Okay, she's still checking up on a younger brother. This is good.

"Why are you still hunting?" she asked him.

"It's all I know. And it's something that needs to be done," he responded. "What about your parents? Why didn't you go to them after Jake died?"

"Not all families work like yours, Dean, you know that. There are different types of neglect. I didn't go to my parents for anything. If hunting is something that needs to be done, why don't you want Sam to continue on after your inevitable death?"

"Because he deserves it! It can be someone else's turn!" Dean knew he had made a tactical mistake when he saw her smirk. That made him mad. "What was your relationship with your parents like?" he pressed.

"Let's use some examples," she mused. "As a kid I got scarlet fever because I wasn't taken to the doctor. At fourteen I was being followed home and around school and even to church by a boy and my parents told me it was cute. At sixteen I was cutting myself to deal with the apparent disappointment I was. At nineteen I was on my own in the world.

Now that that bit of unpleasantness is out of the way, tell me a few things you have done that were much worse than anything Sam has done."

Dean growled at her, and stalked towards the door. Before he left he walked back in stood in front of her, his fists clenched. She squirmed at the anger she saw in him. He backed up a step and said, "I tortured innocent souls in hell. I've killed without thinking twice about it."

Kate cut him off, "Look, those souls were in hell, and the reason they were there had nothing to do with you. So don't consider them completely innocent. And you've killed what needed killing, Dean."

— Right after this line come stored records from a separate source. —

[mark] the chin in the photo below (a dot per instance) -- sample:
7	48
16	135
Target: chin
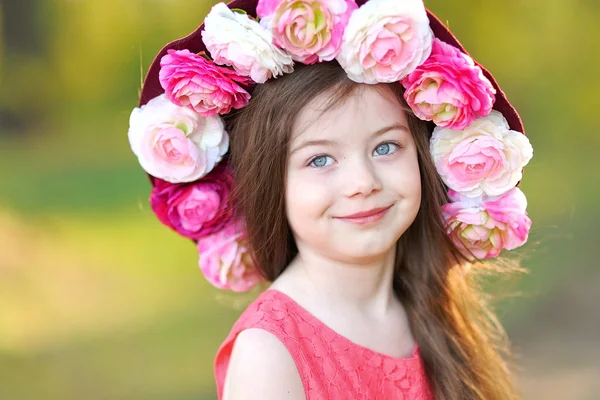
362	250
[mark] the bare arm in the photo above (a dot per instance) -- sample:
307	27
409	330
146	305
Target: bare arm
261	368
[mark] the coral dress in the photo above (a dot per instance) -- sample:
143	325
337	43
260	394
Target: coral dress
331	366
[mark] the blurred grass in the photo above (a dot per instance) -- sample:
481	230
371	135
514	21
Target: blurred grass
100	301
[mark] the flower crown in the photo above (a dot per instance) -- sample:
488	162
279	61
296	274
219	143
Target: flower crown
180	140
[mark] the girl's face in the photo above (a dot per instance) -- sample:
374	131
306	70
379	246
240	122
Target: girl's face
353	183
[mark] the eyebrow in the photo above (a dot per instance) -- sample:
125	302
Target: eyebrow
325	142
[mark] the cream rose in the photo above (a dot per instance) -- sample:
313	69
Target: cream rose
174	143
236	40
385	40
485	158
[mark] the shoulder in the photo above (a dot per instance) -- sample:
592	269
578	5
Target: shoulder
261	367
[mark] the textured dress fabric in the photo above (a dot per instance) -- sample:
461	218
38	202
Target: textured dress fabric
330	365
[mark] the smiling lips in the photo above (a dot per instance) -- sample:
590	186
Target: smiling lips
365	217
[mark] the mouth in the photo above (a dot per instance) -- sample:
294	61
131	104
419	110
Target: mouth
365	217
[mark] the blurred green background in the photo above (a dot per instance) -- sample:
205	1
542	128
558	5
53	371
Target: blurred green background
99	301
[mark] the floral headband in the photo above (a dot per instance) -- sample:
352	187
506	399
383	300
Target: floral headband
177	133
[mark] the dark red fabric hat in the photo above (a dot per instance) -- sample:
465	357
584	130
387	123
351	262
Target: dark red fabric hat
193	42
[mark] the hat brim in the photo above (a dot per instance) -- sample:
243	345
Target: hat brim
193	42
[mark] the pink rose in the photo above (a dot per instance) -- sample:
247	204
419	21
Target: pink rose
309	30
192	81
195	209
487	225
449	89
485	158
175	143
385	40
225	260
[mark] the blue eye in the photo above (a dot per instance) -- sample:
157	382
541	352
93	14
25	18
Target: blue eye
320	161
385	148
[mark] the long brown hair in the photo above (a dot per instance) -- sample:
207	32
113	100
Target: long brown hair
463	347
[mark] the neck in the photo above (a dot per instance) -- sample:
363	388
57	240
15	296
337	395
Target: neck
366	287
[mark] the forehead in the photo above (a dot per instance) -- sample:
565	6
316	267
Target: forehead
366	110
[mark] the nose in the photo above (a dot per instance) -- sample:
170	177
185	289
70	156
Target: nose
362	178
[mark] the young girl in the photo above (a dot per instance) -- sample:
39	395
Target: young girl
362	163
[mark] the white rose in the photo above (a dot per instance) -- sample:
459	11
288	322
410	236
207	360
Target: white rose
385	40
236	40
485	158
174	143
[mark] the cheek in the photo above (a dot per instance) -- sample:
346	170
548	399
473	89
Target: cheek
306	196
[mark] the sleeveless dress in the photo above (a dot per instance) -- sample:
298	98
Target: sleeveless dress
331	366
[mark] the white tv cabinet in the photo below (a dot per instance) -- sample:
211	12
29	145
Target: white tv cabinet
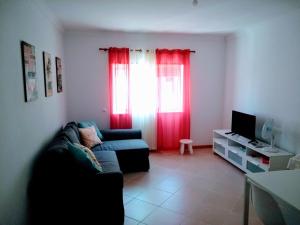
247	157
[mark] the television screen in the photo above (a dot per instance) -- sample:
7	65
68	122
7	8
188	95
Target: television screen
243	124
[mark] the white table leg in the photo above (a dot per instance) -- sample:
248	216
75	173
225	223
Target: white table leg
181	148
246	202
191	149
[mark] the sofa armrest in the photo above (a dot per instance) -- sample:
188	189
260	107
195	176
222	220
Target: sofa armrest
121	134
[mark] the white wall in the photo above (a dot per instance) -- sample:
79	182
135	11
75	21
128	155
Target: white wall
263	76
25	127
87	76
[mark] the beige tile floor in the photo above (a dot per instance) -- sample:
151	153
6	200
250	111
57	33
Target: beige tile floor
198	189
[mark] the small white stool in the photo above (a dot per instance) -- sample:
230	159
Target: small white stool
189	143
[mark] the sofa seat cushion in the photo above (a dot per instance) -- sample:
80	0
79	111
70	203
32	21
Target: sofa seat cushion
108	160
121	145
132	154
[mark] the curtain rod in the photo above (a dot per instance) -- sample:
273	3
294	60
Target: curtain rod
137	50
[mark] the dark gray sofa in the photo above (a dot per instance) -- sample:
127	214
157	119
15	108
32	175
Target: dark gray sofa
61	191
132	152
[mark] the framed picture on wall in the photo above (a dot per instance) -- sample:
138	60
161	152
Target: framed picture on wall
58	74
47	74
29	71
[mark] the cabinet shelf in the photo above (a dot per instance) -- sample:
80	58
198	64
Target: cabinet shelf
245	156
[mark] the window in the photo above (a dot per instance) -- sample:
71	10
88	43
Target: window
171	86
120	83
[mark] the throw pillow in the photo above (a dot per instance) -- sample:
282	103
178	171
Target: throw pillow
89	136
91	156
85	124
82	158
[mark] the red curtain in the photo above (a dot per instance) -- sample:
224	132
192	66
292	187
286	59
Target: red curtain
173	116
119	102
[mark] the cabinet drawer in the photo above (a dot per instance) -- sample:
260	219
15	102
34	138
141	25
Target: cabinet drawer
235	157
219	148
253	167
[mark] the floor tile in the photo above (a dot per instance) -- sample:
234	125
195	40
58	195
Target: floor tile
163	217
138	210
127	199
129	221
154	196
201	189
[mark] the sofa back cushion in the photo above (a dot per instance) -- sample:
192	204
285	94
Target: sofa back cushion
82	158
89	137
71	132
85	124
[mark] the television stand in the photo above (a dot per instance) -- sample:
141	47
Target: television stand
248	157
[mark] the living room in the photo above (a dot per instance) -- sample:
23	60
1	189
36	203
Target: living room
246	59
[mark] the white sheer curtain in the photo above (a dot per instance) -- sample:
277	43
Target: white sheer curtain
144	94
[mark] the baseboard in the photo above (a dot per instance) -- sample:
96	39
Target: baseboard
194	147
201	146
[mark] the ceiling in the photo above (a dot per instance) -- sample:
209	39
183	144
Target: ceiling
179	16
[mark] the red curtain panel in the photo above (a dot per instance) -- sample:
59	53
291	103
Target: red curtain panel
173	115
119	89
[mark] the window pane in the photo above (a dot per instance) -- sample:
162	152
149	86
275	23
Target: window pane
171	89
120	89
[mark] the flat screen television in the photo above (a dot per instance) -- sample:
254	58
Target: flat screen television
243	124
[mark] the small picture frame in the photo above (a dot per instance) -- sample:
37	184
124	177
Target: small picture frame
48	74
58	74
29	71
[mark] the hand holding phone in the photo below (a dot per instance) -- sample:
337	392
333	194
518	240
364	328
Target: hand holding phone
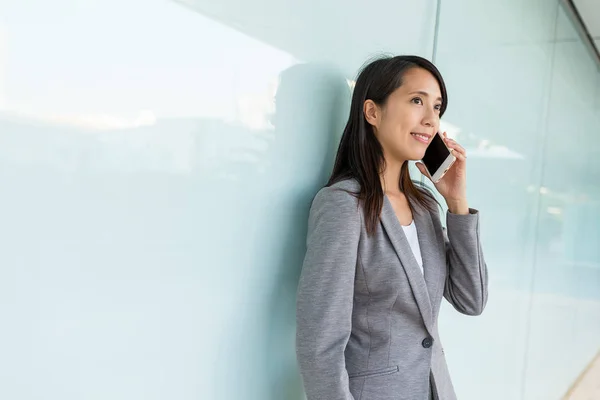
438	158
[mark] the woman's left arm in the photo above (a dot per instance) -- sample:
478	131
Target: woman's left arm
466	286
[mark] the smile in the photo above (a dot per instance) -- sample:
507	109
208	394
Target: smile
421	137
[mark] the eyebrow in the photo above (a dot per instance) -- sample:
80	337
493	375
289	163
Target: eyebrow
424	94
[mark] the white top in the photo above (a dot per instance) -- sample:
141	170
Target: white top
411	234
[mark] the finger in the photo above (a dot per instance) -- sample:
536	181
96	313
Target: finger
453	145
423	170
459	155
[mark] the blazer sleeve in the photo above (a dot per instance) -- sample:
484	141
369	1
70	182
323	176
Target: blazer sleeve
466	285
325	294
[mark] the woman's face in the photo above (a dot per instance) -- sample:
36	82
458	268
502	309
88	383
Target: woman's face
406	123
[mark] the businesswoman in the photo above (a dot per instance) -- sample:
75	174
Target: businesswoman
378	260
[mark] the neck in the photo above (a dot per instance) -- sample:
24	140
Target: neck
390	177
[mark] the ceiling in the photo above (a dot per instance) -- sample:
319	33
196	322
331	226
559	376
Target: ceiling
589	10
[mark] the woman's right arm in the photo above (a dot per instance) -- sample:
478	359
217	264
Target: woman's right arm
325	294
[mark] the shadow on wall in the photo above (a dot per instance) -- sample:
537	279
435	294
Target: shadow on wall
312	103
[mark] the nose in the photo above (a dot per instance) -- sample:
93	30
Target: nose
429	119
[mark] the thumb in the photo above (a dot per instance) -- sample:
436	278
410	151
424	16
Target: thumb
423	170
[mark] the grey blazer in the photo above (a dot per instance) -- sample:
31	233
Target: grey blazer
366	314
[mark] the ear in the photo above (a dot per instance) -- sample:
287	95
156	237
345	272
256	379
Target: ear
372	113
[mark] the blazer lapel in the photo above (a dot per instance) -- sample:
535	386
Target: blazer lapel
413	271
429	253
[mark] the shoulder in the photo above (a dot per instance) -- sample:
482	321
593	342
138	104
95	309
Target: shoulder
343	193
337	200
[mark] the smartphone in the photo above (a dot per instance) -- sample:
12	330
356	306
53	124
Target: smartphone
438	158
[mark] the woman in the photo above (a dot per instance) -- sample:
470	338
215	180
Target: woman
378	260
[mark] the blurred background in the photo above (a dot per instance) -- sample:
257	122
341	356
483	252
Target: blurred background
158	159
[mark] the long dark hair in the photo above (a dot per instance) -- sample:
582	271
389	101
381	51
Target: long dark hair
360	155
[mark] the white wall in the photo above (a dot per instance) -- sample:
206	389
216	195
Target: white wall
157	162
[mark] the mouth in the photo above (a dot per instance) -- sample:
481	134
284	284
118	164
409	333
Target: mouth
421	137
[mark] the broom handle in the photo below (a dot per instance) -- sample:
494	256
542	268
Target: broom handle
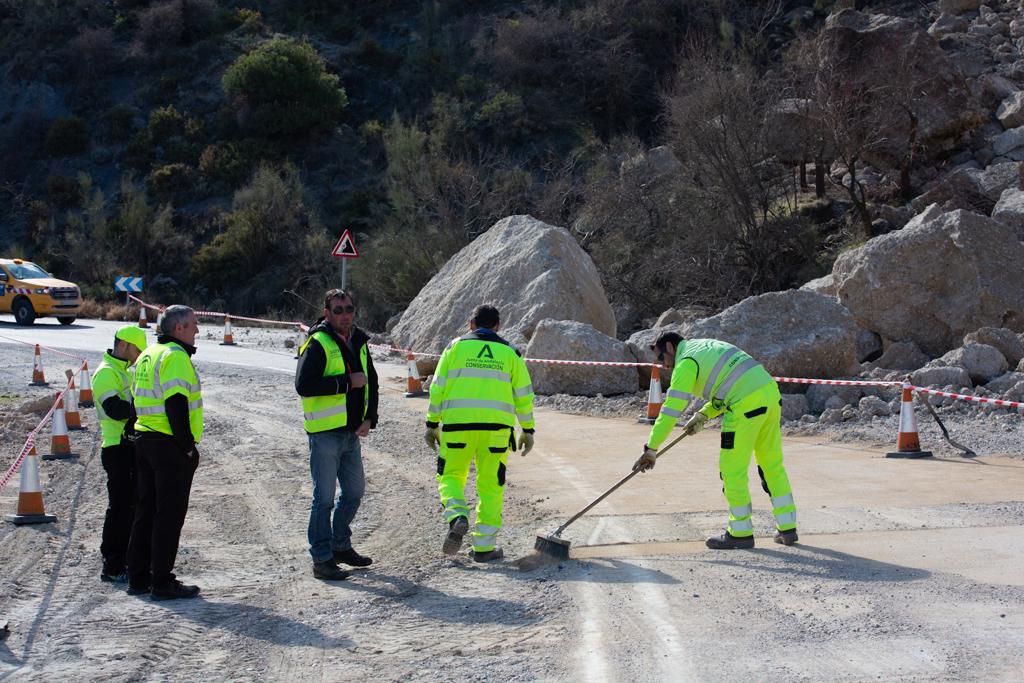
612	489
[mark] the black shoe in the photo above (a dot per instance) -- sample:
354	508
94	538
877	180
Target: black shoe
457	529
328	570
351	558
786	538
174	591
487	556
729	542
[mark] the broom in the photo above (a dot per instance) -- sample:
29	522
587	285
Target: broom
556	547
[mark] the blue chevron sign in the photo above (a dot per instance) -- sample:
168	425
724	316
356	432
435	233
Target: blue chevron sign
128	284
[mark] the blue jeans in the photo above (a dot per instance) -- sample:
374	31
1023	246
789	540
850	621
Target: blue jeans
334	457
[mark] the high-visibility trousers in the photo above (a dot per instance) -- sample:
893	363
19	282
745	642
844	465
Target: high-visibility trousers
489	450
753	426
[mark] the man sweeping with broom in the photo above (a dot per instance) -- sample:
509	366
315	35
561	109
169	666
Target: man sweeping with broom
737	385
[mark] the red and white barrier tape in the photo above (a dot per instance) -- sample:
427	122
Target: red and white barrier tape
31	440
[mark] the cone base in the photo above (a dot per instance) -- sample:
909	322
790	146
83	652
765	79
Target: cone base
909	455
31	519
58	456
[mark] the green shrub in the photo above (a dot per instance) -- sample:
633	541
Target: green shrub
67	137
169	181
285	87
165	122
230	162
117	123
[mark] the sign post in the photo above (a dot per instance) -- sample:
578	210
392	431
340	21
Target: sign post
127	284
345	249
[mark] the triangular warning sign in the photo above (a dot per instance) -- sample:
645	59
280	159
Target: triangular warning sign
345	247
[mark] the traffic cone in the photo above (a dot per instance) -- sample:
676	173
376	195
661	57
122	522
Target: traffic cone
907	443
30	495
72	417
414	387
654	398
59	443
38	379
228	339
85	393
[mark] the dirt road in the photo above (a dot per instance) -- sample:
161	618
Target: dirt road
907	570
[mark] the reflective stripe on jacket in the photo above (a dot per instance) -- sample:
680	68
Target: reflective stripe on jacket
481	381
325	413
161	372
113	378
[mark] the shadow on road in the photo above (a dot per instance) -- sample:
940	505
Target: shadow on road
821	563
252	622
440	605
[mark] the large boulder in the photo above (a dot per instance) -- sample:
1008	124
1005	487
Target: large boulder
569	340
855	44
941	276
527	268
795	333
1010	210
982	363
1009	343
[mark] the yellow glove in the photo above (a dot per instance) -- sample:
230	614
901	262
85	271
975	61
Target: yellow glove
694	424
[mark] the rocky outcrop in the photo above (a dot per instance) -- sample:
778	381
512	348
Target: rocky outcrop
795	333
941	276
576	341
1005	340
528	269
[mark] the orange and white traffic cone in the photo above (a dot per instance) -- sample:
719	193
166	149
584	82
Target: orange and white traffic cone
907	443
654	398
38	378
30	495
414	386
85	393
72	417
59	442
228	339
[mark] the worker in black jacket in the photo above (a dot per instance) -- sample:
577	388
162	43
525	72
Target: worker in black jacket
338	384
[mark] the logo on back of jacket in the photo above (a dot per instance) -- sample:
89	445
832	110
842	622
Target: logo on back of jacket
484	358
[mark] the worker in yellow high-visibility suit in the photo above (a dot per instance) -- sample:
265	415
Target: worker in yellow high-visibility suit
737	385
480	388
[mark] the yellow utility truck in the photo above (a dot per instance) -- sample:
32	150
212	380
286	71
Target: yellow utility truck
29	292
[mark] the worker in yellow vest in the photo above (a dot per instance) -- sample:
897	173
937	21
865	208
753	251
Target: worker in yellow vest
737	385
338	384
169	409
112	386
480	388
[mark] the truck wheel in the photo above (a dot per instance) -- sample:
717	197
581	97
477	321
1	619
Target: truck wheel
24	313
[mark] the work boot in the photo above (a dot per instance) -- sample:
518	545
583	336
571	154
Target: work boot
174	591
729	542
328	570
486	556
351	558
786	538
110	578
457	529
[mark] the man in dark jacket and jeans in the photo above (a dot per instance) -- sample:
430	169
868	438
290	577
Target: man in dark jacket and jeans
338	385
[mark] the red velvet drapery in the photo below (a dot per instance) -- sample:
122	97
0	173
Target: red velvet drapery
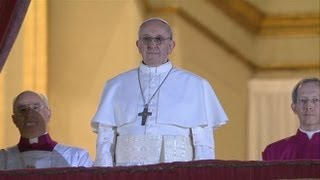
197	170
12	13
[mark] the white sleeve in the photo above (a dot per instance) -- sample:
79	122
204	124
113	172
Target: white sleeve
105	146
203	143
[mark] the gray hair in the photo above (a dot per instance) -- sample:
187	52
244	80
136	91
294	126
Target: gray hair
169	30
299	84
42	96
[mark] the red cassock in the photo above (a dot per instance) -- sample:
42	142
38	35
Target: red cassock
295	147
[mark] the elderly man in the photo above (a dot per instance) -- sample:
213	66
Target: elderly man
36	149
156	113
306	143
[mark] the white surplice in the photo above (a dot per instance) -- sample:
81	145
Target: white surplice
60	156
185	110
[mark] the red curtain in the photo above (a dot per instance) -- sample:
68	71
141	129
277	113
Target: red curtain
197	170
12	13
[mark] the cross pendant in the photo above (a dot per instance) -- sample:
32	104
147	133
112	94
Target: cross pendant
144	115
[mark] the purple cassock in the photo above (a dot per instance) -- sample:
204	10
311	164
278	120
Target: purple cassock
295	147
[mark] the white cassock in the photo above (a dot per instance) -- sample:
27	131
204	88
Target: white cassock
185	110
60	156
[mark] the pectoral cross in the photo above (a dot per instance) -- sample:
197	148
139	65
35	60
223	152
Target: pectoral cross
144	115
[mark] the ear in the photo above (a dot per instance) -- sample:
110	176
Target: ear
48	114
15	119
294	108
171	46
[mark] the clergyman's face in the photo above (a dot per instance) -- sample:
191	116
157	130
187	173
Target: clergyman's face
31	115
155	43
307	106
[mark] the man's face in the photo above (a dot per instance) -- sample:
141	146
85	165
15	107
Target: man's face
154	43
31	115
307	106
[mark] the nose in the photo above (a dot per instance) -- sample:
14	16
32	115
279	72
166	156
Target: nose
309	105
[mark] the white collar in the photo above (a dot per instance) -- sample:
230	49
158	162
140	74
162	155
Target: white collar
159	69
309	133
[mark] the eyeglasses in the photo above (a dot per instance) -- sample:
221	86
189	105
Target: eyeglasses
26	107
157	40
304	101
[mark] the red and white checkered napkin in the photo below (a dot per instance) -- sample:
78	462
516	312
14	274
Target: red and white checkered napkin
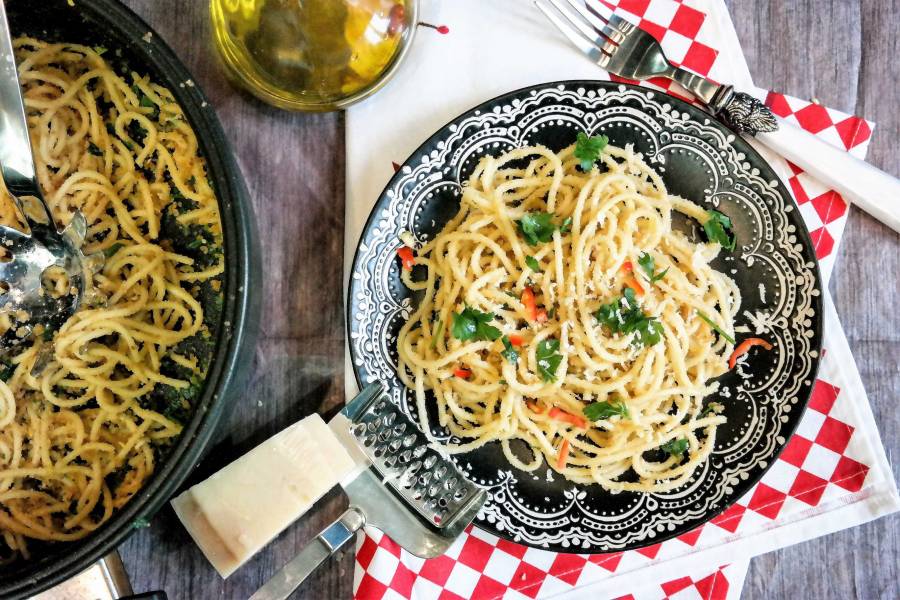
833	473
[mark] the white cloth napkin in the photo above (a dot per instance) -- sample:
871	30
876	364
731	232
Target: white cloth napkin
507	45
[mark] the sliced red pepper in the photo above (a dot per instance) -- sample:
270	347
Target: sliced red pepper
744	347
563	454
530	304
406	257
462	372
561	415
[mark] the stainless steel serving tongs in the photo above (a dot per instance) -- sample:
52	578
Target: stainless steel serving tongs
31	254
622	48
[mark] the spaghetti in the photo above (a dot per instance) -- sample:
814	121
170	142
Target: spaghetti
85	410
560	308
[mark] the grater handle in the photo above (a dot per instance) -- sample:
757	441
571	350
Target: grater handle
329	542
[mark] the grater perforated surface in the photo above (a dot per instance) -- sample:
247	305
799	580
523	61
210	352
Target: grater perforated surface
403	456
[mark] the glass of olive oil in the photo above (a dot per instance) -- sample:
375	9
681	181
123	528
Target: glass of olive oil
312	55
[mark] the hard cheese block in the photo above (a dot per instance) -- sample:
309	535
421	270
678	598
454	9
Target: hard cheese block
240	509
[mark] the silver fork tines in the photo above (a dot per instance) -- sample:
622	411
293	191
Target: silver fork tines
623	49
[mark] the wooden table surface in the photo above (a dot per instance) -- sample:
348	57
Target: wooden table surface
843	52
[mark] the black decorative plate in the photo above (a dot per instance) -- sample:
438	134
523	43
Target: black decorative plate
774	265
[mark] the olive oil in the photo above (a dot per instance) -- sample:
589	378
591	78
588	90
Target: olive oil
309	54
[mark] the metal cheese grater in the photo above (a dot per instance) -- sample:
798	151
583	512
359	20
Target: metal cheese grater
406	488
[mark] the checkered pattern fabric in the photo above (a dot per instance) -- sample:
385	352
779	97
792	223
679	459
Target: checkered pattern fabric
823	210
824	464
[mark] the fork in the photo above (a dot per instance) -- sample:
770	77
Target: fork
623	49
31	255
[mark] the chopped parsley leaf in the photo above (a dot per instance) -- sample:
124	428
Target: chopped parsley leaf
536	227
713	408
509	353
471	324
589	149
437	334
625	316
675	447
648	264
718	229
548	358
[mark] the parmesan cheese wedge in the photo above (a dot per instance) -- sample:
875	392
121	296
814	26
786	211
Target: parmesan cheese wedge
241	508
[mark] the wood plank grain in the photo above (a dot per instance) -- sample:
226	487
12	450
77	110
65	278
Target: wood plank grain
844	53
840	51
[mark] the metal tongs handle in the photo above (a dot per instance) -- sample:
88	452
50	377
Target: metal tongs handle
329	542
16	159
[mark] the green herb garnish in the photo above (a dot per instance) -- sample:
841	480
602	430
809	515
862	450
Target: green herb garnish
471	324
625	316
605	410
718	229
548	358
718	329
509	353
589	149
533	264
675	447
648	264
712	408
536	227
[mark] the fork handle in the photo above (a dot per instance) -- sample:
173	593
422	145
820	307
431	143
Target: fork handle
866	186
329	542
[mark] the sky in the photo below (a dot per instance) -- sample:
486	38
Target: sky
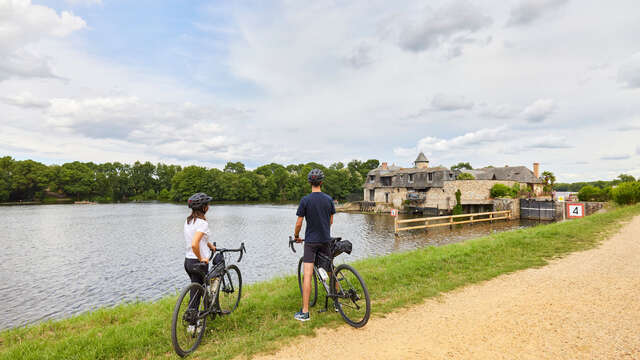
207	82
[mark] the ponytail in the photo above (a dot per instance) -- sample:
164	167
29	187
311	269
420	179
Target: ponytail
196	214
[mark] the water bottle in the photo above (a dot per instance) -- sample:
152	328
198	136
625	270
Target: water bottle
214	286
323	274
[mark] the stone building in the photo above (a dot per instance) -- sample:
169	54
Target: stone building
424	187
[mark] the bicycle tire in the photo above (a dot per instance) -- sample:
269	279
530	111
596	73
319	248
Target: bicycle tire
313	297
229	286
180	330
347	304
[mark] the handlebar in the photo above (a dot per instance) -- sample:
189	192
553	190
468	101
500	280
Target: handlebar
291	242
241	250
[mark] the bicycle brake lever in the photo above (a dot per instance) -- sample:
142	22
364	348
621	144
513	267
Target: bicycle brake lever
241	252
291	241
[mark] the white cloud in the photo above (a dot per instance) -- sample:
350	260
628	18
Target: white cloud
25	100
429	28
23	24
444	102
629	73
546	142
616	157
169	129
529	11
539	110
84	2
501	111
432	144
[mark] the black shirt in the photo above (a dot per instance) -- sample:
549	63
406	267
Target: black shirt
317	209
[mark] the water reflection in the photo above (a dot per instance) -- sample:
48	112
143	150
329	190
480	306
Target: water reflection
59	260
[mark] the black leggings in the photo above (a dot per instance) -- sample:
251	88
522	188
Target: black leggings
197	271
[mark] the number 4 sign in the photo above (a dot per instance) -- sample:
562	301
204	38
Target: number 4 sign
575	211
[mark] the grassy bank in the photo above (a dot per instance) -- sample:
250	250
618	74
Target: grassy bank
264	320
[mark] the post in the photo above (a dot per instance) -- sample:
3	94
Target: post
395	224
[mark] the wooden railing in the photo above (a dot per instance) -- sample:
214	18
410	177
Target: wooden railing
435	221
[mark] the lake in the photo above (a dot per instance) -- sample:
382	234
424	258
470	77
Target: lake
60	260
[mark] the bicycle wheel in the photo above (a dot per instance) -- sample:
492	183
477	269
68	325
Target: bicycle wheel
313	297
230	290
188	324
352	300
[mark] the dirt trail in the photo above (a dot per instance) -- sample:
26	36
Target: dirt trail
585	306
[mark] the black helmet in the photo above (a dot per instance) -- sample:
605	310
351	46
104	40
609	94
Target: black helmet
198	200
315	176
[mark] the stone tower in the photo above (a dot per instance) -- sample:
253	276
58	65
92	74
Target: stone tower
421	161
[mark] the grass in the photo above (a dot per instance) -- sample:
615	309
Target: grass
264	319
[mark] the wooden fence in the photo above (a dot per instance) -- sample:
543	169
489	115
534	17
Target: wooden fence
435	221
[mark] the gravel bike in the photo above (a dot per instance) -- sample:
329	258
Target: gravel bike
218	295
345	286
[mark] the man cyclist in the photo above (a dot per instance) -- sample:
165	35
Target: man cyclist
317	209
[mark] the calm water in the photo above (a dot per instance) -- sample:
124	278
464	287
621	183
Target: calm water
59	260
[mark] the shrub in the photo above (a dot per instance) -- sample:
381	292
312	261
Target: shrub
626	193
457	210
501	190
589	193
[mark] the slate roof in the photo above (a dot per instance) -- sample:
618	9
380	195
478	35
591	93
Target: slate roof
514	173
421	158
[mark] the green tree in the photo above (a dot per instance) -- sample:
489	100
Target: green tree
28	180
234	167
501	190
626	193
6	185
76	179
626	178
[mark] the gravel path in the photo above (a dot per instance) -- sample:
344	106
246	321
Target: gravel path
584	306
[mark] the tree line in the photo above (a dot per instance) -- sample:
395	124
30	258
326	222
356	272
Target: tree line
29	180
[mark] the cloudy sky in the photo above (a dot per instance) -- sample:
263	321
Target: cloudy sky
197	82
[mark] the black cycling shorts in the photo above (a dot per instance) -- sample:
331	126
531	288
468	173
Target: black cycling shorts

He folded his arms, the muscles in his forearms rippling. "So why did you go with Ellen and Jo?"

"I helped them with the case, and they told me I had potential. And I saw the way they were with each other… well, I was pretty burnt out with school anyway." She took a breath. "Why do you want to know all this?"

"Because you've been with us half a year and I know next to nothing about you." He said brusquely. He searched for words. "You don't still… hurt yourself, do you?" he asked more softly.

Kate sighed again, a sound of long-suffering patience. "No. I gave that up when my parents threatened to have me sent away for treatment." She saw Dean blanch. "Will you try to stick around? Please?" Kate looked up, searching his green eyes. "Please, Dean. It might get better," she repeated.

"Yeah," he said heavily. "It might. But it might not." He turned and walked out of the room.

That night, Kate walked into Dean's room. He jerked the sheets up to his collar bone, despite the fact that she had seen him shirtless plenty often. "Hey! What are you doing?" he snapped.

She set a little orange bottle with a white lid on his nightstand. A prescription bottle. It looked like her sleeping pills from before. "The day you die I am taking a handful of these."

Dean's mouth fell open.

Kate plowed right on, sure of her purpose. "You forgot about me in your plan. You're going to die gloriously in battle; poets will record your feats in iambic pentameter and sing of you around campfires for millennia, yadda yadda yadda. Sam will swoop up some girl, ride off into the sunset, and make a bunch of beautiful giant-babies. What about me? I'll be left in this bunker alone, listening to the echos of people who are no longer here. That would just kill me slowly." She rattled the pill bottle. "This is the neatest way for everyone, don't you agree?"

Grabbing the bottle, she left as quietly as she had come, the door snicking shut behind her. Dean sat in his soft bed, his head in his hands. Eventually, he dragged himself out of his room to find Kate. He was really getting sick of her speeches.

He barged into her room just as she had barged into his. He then immediately spun around and faced the wall when he caught her changing. Clothing rusted and she cleared him to turn around. He sat down on the bed next to her. "I could learn to hate you," he said conversationally.

"Yeah. I know," she responded. She tentatively leaned her head on his broad shoulder, and his arm slipped around her. "But family doesn't give up on each other."